Allowing time for observation can halve the need for CT scans of children with head injuries without compromising care,
suggesting that many scans are performed unnecessarily, according to the findings of a large study in the US to be published
online this week in the journal Pediatrics.
In the United States, about half of children taken to hospital emergency departments with a head injury receive a CT scan, often in response to pressure from concerned parents.
Head CT scans use several X-rays directed at the same time from different angles to create pictures of the tissue inside the brain. They are useful for detecting brain tumours, and bleeding, such as from aneurysms and brain damage from trauma.
But because they use X-rays, every time a person has one, it slightly increases their lifetime risk of developing diseases like cancer. And because children have a longer life ahead of them, this is more significant.
A report published in 2007 in the New England Journal of Medicine that suggested that doctors underestimate the radiation risk from CT scans, and may be ordering too many of them, estimated that more than 1 million children per year in the United States are being irradiated unnecessarily.
The Pediatrics study, led by researchers from Boston Children's Hospital Boston and UC Davis, found that if children can be watched for a few hours when they come to the emergency department, they may not need a CT scan, thus avoiding the exposure to ionizing radiation.
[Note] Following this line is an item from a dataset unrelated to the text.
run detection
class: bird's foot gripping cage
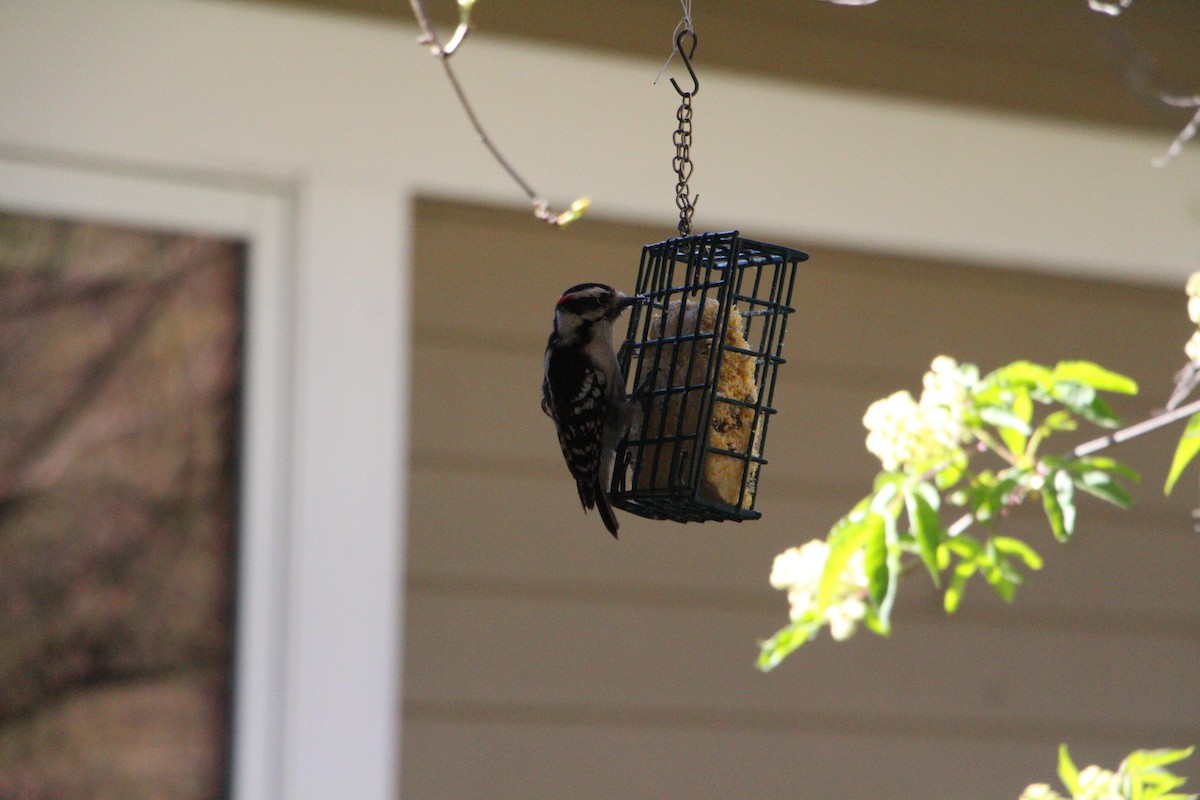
[611,230,808,522]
Also, serious traumatic brain injury is uncommon, as co-lead author Dr Lise Nigrovic, of Children's Hospital Boston, told the press:
"Only a small percentage of children with blunt head trauma really have something serious going on."
Encouraging doctors to change their practice would not only save costs, but also result in better medicine, say the researchers.
Nigrovic stressed that CT isn't bad if you really need it, but you shouldn't be using it on children who are at low risk of having a significant injury.
"For parents, this means spending a couple of extra hours in the ED in exchange for not getting a CT," she explained, adding that:
"It's the children in the middle risk groups -- those who don't appear totally normal, but whose injury isn't obviously severe -- for whom observation can really help."
For the study, Nigrovic, co-lead author Nathan Kuppermann, chair of the Department of Emergency Medicine at UC Davis, and colleagues examined a subset of data from a large prospective study by the Pediatric Emergency Care Applied Research Network (PECARN).
They looked at outcomes of over 40,000 children with head trauma seen at 25 different emergency departments, of which 14% were observed before a decision about whether to send them for CT scan was made. The observation periods varied, as did the severity of the head trauma.
They found that overall, only 31% of the children placed under observation eventually had a CT scan compared to 35% who were not.
However, when they then analyzed the results according to severity of head injury and the different practices at different hospitals, the gap widened and showed that the chance of being sent for a CT scan in the observed children was about half that of the non-observed children. Also, children whose symptoms improved while under observation were less likely to be sent for a scan.
In the case of clinically traumatic brain injury, such as resulting in death, need for surgery, intubation for 24 hours or more, or admission to hospital for at least two nights, the researchers found similar rates in the observed and unobserved groups (0.75 and 0.87% respectively).
The data didn't allow the researchers to work out how long the children in this study actually spent under observation, and they would like to look at this factor more closely in a future study.
The American Academy of Pediatrics' practice guidelines suggest children be observed for 4 to 6 hours after an injury.
Kuppermann said there was a need for appropriate and safe guidelines to reduce the number of unnecessary brain CT scans on children.
"The results of this analysis demonstrate that a period of observation before deciding to use head CT scans on many injured children can spare children from inappropriate radiation when it is not called for, while not increasing the risk of missing important brain injuries," he added.
Nigrovic suggests if your child has a head injury, you should observe the following steps and points:
- Check with your family doctor or primary care health professional before you take your child to the emergency department.
- If the child has a headache, is vomiting or appears confused, or his or her symptoms get worse as time goes on, then you should take them to the emergency department.
- Be prepared for the staff at the emergency department reasonably choosing to place your child under observation for several hours before deciding whether a head CT is necessary.
- Changes in symptoms over time is an important factor in that decision.